Nicole Ramo
PhD Candidate
Nicole graduated in December 2012 with her BS in Mechanical Engineering from Kettering University in Flint, Michigan. Through Kettering’s co-operative education program, she worked as a research assistant in the Bone and Joint Center of Henry Ford Hospital in Detroit. Her three years at Henry Fort culminated in an undergraduate thesis on the dynamic in-vivo joint motion of the cervical spine following fusion and arthroplasty.

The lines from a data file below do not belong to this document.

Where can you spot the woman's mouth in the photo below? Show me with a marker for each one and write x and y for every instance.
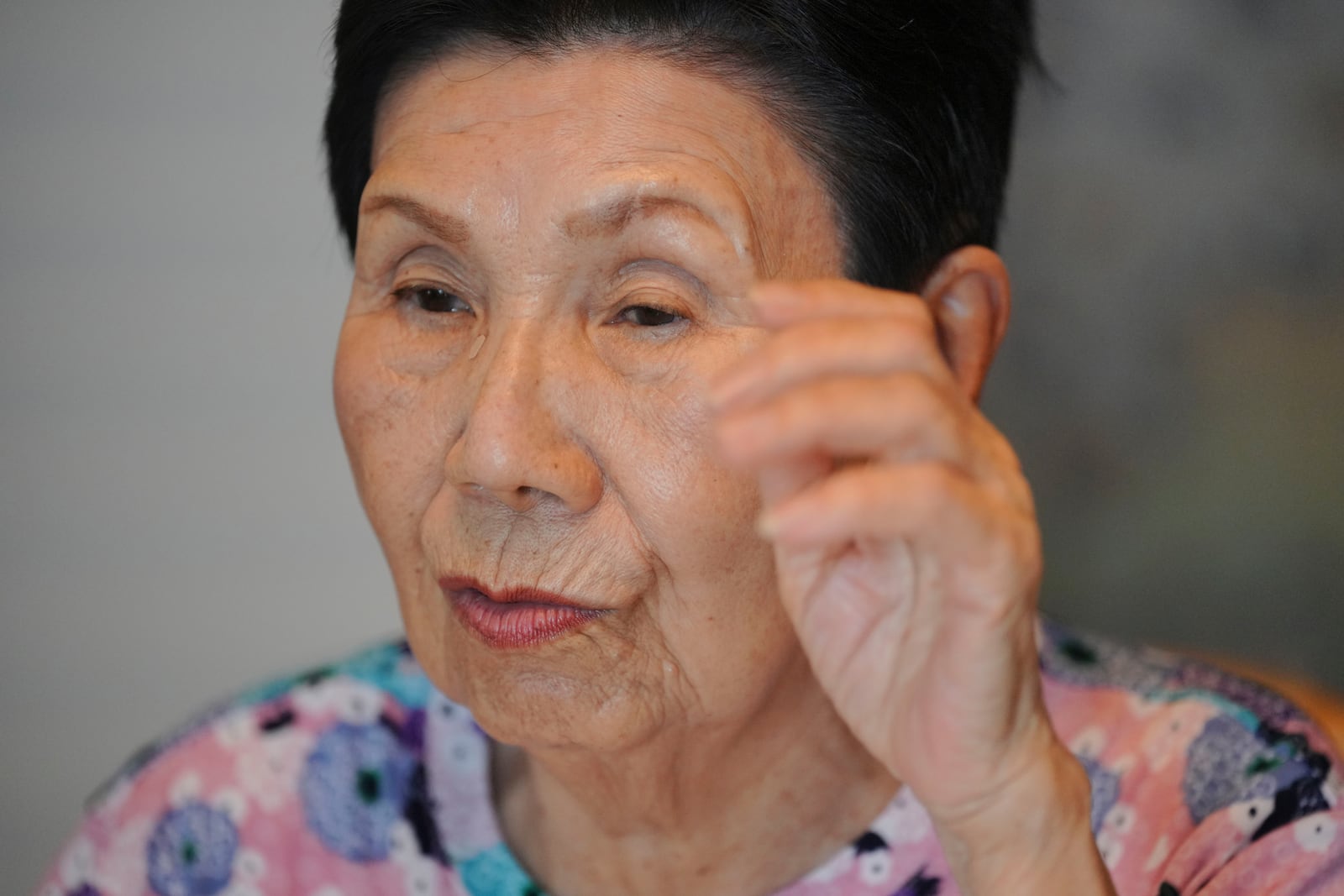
(514, 617)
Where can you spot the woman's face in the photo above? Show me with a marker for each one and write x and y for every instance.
(548, 278)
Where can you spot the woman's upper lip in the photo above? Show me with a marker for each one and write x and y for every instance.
(510, 594)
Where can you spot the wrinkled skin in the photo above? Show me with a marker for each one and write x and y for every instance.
(559, 369)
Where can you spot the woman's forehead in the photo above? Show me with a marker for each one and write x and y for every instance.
(595, 134)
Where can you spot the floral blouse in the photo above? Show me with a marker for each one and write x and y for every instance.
(360, 778)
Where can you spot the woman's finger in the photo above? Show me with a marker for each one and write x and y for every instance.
(933, 506)
(837, 345)
(779, 304)
(897, 417)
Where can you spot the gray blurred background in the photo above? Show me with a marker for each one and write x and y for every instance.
(175, 512)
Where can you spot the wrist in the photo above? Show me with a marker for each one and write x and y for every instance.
(1034, 835)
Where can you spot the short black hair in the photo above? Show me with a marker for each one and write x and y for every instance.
(904, 107)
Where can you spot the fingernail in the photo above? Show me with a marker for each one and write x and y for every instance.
(768, 526)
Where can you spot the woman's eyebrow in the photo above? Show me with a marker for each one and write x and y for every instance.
(609, 219)
(447, 228)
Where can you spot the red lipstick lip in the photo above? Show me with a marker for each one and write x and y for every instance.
(514, 617)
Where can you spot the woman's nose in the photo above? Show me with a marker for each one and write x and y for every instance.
(522, 439)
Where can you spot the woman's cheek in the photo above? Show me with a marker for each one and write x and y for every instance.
(385, 421)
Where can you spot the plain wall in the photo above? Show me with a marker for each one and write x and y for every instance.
(176, 519)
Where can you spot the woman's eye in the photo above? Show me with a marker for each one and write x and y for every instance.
(434, 300)
(648, 316)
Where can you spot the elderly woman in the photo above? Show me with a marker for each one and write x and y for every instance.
(659, 385)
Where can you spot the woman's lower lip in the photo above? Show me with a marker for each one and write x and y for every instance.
(517, 625)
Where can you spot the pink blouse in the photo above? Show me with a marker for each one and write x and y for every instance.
(360, 778)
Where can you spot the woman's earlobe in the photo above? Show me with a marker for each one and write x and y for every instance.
(971, 300)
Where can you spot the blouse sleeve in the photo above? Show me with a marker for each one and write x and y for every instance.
(1304, 857)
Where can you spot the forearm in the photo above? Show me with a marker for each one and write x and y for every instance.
(1034, 839)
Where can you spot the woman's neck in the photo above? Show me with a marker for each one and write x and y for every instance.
(712, 810)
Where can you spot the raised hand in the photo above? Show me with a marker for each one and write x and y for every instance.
(905, 535)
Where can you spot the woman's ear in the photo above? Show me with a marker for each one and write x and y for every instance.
(969, 297)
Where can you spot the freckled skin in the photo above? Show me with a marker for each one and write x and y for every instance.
(549, 378)
(575, 454)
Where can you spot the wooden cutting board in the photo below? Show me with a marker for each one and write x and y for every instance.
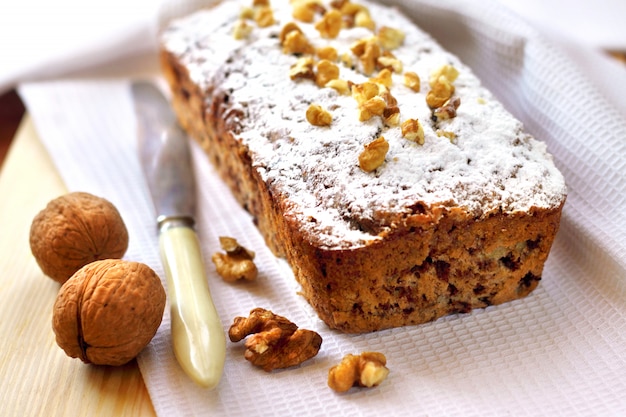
(36, 377)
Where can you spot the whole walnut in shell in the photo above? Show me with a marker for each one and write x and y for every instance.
(74, 230)
(108, 311)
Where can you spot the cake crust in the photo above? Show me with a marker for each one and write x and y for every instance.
(439, 228)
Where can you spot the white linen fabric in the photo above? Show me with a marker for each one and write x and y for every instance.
(560, 351)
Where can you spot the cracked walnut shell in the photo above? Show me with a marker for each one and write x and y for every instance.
(108, 311)
(74, 230)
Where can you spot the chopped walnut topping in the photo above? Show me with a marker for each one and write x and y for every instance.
(374, 154)
(341, 86)
(391, 63)
(302, 69)
(326, 71)
(241, 30)
(317, 116)
(363, 19)
(390, 38)
(297, 43)
(391, 100)
(327, 52)
(448, 110)
(412, 130)
(358, 47)
(391, 115)
(289, 27)
(264, 16)
(237, 263)
(412, 80)
(346, 60)
(330, 24)
(303, 13)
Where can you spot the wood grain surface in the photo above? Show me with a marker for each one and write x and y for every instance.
(37, 378)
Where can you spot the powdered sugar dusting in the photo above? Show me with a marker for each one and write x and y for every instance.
(492, 164)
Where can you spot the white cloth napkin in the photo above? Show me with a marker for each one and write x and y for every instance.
(560, 351)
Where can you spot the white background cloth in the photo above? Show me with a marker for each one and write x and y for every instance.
(560, 351)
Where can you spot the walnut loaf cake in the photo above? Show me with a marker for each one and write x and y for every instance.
(396, 186)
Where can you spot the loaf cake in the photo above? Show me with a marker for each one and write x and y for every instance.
(396, 186)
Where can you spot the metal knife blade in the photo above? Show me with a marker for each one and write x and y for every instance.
(198, 337)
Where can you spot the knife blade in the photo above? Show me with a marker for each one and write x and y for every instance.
(198, 338)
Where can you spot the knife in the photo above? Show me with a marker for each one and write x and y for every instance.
(198, 337)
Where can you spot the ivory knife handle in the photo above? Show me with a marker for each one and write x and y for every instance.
(197, 335)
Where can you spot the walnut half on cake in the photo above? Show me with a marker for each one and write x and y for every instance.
(397, 187)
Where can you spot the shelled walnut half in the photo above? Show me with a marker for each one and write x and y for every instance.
(236, 263)
(274, 342)
(365, 370)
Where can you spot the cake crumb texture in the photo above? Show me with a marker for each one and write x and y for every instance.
(462, 217)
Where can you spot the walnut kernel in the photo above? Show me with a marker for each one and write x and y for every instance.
(274, 342)
(108, 311)
(317, 116)
(365, 370)
(237, 263)
(327, 52)
(412, 80)
(264, 16)
(74, 230)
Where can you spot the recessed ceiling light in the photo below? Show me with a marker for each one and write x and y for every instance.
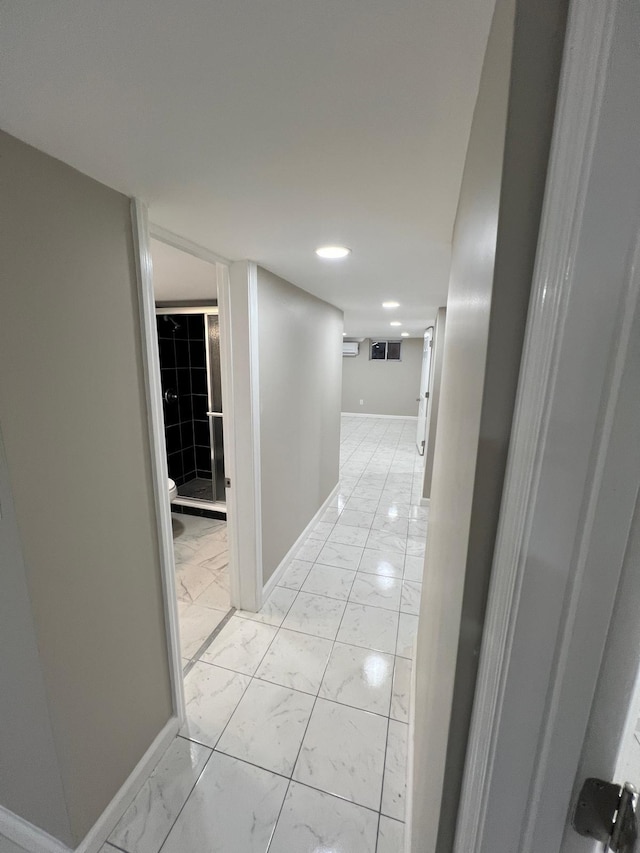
(333, 253)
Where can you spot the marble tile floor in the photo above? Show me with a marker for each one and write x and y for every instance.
(297, 716)
(202, 580)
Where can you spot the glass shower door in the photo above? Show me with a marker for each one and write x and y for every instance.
(214, 412)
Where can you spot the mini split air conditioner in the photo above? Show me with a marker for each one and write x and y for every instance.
(350, 348)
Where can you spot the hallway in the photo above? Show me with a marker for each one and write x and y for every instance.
(298, 715)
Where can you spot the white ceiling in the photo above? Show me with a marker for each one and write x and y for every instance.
(179, 276)
(263, 130)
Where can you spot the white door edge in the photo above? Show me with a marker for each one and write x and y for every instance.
(160, 474)
(577, 120)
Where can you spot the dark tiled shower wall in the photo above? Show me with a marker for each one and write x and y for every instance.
(183, 369)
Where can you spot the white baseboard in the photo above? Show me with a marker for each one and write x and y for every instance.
(392, 417)
(284, 565)
(28, 836)
(35, 840)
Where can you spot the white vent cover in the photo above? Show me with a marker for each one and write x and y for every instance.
(350, 348)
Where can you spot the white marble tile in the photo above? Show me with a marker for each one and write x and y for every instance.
(329, 581)
(406, 635)
(341, 556)
(401, 693)
(216, 594)
(369, 627)
(296, 660)
(383, 541)
(343, 753)
(367, 492)
(321, 530)
(384, 563)
(312, 821)
(191, 581)
(376, 591)
(362, 504)
(410, 599)
(234, 807)
(240, 645)
(420, 512)
(359, 677)
(315, 614)
(146, 823)
(274, 609)
(390, 836)
(196, 623)
(339, 501)
(394, 509)
(395, 771)
(310, 550)
(211, 696)
(356, 518)
(331, 514)
(267, 727)
(398, 525)
(417, 527)
(296, 574)
(219, 563)
(211, 550)
(345, 535)
(416, 546)
(413, 568)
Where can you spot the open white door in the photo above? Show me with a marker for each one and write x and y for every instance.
(423, 396)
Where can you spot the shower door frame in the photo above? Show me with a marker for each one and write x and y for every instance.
(206, 310)
(238, 368)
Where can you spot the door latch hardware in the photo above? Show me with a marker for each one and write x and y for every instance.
(606, 812)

Nicole joined the Puttlitz group at Colorado State University as a bioengineering doctoral student in 2013 to continue to pursue spinal biomechanics research. Her dissertation work is focused on characterizing the mechanical properties of the tissues that make up the spinal cord meningeal complex. This has included modeling the accumulation of sub-failure damage in the dura mater, determining the non-linear viscoelastic properties of the spinal cord with and without the pia mater, and relating ex-vivo and in-vivo spinal cord mechanics. The end goal of the research is to quantify the effects of geometric and constitutive model simplifications on finite element predictions of internal spinal cord stress and strain during traumatic loading scenarios.
When not conducting experimental work or performing computational analyses, Nicole enjoys watching college sports and going to any of the local Fort Collins breweries.